Ona mi w końcu zwieje Jak tylko zaczyna być widać, że zamierzam wyjść z domu, mała melduje się pod drzwiami, lata mi dookoła nóg, a potem próbuje się przecisnąć na zewnątrz. Jak wracam do domu, to też prawie przeciska się pod drzwiami, żeby mnie powitać na klatce schodowej. I nie chodzi o samo zwianie. Ona po prostu chce iść ze mną. Towarzyska się znalazła...
Wychodzi, że zagadka była prosta. Mały Dzieciak wychodzi z założenia, że najpierw dajemy profilaktycznie po mordzie, a potem możemy się grzecznie przywitać.
Do zestawu imion dopisujemy Koparka - nie ma takiej doniczki, która by się jej oparła.
Carramcia oswaja się pięknie. Bardzo chętnie spędza czas razem ze mną, ale to nie jest kot, który by siedział spokojnie na kolanach.

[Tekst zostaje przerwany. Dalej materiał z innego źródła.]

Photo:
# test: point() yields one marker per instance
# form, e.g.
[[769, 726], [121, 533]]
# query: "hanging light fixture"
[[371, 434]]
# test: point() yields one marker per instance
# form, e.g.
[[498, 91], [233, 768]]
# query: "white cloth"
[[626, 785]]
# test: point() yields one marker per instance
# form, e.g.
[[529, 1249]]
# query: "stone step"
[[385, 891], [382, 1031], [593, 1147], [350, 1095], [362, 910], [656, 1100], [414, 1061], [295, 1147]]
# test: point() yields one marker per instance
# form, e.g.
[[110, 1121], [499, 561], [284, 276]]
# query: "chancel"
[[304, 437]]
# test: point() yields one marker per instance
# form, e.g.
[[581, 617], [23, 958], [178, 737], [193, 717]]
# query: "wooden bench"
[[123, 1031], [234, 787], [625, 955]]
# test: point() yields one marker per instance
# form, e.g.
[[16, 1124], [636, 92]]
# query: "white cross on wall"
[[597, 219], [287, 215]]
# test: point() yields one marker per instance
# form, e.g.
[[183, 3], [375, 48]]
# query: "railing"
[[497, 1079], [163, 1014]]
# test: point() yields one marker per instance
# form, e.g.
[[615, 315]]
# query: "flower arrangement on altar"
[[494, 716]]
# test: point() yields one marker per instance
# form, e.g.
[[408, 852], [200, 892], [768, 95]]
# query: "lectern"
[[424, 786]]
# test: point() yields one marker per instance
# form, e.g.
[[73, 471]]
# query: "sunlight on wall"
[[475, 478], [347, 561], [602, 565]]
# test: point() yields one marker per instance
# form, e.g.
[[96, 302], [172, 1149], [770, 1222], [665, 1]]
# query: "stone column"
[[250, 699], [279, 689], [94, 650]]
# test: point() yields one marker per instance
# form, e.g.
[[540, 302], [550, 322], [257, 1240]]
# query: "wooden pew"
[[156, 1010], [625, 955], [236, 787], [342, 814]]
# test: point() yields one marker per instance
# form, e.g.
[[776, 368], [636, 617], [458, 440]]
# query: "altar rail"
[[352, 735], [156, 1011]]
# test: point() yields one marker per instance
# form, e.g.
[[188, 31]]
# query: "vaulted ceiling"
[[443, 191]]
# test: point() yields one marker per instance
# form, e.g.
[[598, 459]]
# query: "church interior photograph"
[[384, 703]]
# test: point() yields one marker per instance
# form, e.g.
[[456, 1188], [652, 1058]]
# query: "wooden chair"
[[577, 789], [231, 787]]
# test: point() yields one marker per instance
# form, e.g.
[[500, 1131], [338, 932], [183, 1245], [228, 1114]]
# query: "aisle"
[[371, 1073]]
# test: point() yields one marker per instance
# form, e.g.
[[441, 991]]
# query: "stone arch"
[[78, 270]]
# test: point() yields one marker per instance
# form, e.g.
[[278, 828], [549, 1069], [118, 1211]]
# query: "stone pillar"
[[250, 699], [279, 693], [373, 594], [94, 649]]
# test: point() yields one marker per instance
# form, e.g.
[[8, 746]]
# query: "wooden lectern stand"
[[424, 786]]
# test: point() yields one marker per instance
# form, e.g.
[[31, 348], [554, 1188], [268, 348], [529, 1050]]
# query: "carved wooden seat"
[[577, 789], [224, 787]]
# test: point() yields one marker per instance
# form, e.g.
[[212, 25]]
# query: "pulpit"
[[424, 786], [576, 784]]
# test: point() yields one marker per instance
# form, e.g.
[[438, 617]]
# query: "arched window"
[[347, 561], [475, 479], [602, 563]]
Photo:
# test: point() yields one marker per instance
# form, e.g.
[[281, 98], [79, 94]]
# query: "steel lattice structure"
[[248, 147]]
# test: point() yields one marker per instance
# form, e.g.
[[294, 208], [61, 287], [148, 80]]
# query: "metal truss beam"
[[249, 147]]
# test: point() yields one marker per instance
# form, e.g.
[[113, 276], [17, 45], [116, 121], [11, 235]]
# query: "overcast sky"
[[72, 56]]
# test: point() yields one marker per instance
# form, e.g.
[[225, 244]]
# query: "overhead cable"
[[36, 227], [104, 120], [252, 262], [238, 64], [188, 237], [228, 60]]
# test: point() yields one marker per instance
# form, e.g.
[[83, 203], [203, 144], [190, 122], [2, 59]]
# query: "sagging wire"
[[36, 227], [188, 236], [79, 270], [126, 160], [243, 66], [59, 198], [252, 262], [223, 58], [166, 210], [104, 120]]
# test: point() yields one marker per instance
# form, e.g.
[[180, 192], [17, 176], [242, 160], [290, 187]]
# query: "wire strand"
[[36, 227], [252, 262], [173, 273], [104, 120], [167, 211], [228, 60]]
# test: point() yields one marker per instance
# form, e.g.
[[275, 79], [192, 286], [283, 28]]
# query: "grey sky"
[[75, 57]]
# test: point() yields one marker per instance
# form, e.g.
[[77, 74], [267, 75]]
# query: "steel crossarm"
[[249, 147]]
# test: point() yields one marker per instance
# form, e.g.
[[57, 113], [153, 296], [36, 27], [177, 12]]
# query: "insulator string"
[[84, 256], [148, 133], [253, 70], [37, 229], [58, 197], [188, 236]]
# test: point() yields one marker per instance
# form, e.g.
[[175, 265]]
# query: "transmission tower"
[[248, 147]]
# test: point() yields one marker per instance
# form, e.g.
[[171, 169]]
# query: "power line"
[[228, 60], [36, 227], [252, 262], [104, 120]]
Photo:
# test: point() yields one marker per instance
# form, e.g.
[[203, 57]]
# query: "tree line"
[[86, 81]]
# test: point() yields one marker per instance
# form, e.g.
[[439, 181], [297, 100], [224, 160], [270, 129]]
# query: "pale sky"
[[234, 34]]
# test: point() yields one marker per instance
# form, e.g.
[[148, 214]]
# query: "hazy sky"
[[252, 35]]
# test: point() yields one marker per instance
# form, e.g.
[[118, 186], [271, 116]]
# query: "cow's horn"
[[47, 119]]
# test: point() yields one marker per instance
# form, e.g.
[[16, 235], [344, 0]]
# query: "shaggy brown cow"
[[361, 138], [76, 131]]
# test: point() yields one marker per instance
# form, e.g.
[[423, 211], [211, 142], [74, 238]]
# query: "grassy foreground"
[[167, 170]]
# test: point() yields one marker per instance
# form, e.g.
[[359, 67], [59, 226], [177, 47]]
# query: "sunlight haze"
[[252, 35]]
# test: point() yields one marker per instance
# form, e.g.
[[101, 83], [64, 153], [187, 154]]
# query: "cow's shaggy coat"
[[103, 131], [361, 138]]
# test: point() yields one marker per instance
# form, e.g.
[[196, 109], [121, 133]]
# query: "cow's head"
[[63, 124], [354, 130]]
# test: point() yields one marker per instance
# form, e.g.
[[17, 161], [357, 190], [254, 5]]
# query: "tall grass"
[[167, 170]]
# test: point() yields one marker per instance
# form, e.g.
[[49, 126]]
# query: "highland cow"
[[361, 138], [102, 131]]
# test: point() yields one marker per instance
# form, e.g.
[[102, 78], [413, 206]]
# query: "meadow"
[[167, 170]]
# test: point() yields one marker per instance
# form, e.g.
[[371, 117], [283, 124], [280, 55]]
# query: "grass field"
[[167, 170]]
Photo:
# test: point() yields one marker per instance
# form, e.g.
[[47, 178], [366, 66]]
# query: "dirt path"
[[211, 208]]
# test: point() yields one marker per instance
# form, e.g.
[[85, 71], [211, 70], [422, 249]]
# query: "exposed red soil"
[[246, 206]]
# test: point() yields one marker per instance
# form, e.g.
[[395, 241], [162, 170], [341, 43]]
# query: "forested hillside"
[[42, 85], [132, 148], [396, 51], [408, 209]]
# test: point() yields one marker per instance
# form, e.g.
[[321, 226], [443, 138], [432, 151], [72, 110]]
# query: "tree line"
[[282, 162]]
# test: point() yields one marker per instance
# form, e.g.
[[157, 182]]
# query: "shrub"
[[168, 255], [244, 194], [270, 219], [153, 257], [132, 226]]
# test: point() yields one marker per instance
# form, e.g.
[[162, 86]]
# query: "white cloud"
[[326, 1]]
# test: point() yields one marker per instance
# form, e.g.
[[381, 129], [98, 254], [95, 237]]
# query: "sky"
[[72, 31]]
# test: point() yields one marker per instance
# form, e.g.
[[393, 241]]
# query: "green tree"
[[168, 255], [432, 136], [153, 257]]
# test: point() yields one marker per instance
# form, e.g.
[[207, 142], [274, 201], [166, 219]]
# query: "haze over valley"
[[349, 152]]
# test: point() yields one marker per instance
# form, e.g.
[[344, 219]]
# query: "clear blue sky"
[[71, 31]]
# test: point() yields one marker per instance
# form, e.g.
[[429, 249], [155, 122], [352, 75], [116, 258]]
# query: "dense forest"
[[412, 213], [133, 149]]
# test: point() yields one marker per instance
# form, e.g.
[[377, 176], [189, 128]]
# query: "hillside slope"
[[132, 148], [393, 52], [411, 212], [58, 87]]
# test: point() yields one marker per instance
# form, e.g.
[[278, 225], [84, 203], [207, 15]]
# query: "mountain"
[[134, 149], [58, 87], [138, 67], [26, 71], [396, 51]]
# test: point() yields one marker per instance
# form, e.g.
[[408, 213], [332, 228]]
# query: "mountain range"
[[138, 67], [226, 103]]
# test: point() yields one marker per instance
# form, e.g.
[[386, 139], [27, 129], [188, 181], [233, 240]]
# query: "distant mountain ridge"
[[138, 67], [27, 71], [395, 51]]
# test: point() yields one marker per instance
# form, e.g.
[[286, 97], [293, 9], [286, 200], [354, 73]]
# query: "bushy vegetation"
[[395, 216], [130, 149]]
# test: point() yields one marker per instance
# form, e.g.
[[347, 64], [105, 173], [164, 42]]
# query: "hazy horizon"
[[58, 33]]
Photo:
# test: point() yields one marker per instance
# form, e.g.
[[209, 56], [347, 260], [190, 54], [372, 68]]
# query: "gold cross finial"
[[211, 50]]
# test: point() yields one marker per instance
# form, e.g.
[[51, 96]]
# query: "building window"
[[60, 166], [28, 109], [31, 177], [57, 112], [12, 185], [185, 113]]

W nocy sypia w hamaku zawieszonym obok mojego łóżka, a w dzień potrafi zasnąć na stole obok miejsca pracy człowieka.
Pomyślcie, czy kurdupel nie jest starszy trochę. Właśnie zauważyłam brak jednego dolnego kła. Górne na pewno jeszcze mleczaki. Z wstępnych ocen wynikało, że ma teraz jakieś 4 miesiące. Według wagi to już jakieś dwa kilo kota.